Todos estos momentos de la historia de salvación, acontecidos en un monte sagrado y el significado de las figuras de Moisés y Elías se condensan ahora en Jesús que es el centro de la escena. Sus ropas brillantes transmiten la gloria de Dios presente en Él: Él es ahora la Ley, la profecía, el verdadero culto, la nueva alianza… Y todo esto, oculto todavía en la humanidad del nazareno, se manifestará plenamente al final del camino por el que va llevando a sus discípulos, cuando lleguen a Jerusalén (Mc 10, 33), al monte Sión, y consume su muerte en cruz y su resurrección.

 

Ante una experiencia de esta intensidad mística Pedro tiene una propuesta: hacer tres tiendas, no para los discípulos que la contemplan sino para los tres personajes gloriosos que se les han manifestado. Quiere montar una estructura en la que enmarcar el misterio, quedarse con él, fijarlo en un tiempo y un lugar.

 

Pero lo que ocurre es que, como en el éxodo, Dios se manifiesta desde una nube y promulga una Ley para seguir el camino. El Padre en persona les habla desde una nube, confirma el sentido de la experiencia: Jesús es el Hijo y la nueva ley consiste en escucharlo y, por tanto, en seguirle.

 

No es, pues, tiempo de parar y hacer tiendas, sino que sólo ha sido un momento en el camino para continuar la peregrinación. Por eso inmediatamente desaparece la visión y deben bajar al camino: escuchar a Jesús, como ha indicado la voz,  es seguirlo en obediencia por el camino que sube hasta la cruz.

 

Así nos encontramos nosotros con Jesús en el camino de nuestra vida, y en el camino de la cuaresma.
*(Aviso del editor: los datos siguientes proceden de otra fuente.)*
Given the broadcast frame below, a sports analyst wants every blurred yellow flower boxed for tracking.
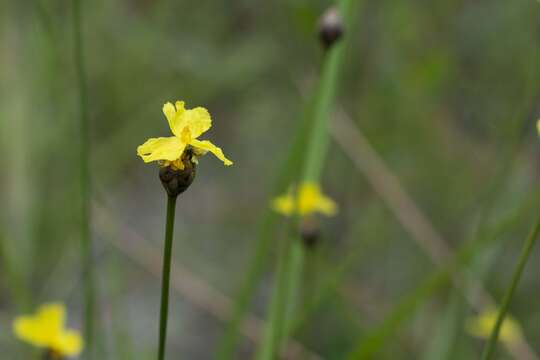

Siempre en camino de conversión, tras sus huellas, en el horizonte de la cruz, abiertos a la sorpresa de la novedad del Evangelio y de los signos de los tiempos,…  

 

Hacer tres tiendas es una tentación; responde a la pretensión de detenernos en nuestro camino de seguimiento, de fijar el misterio en que creemos en la estructura cerrada de unas formas religiosas, unas costumbres, una ideología, una rutina que se repite, unos ritos… y detener así nuestro avance en el camino hasta la cruz y la vida nueva que nace de ella, según el plan de Dios para nosotros.

 

Subimos al monte cada día para encontrar a Jesús en la oración personal, al estudiar el Evangelio, en la Eucaristía y en tantos encuentros donde palpamos su presencia. Pero esa búsqueda no es un fin en sí misma, sino una luz que sostiene nuestra entrega diaria hasta que en un día entremos en la vida verdadera, tras nuestro inevitable paso por la cruz y por la muerte.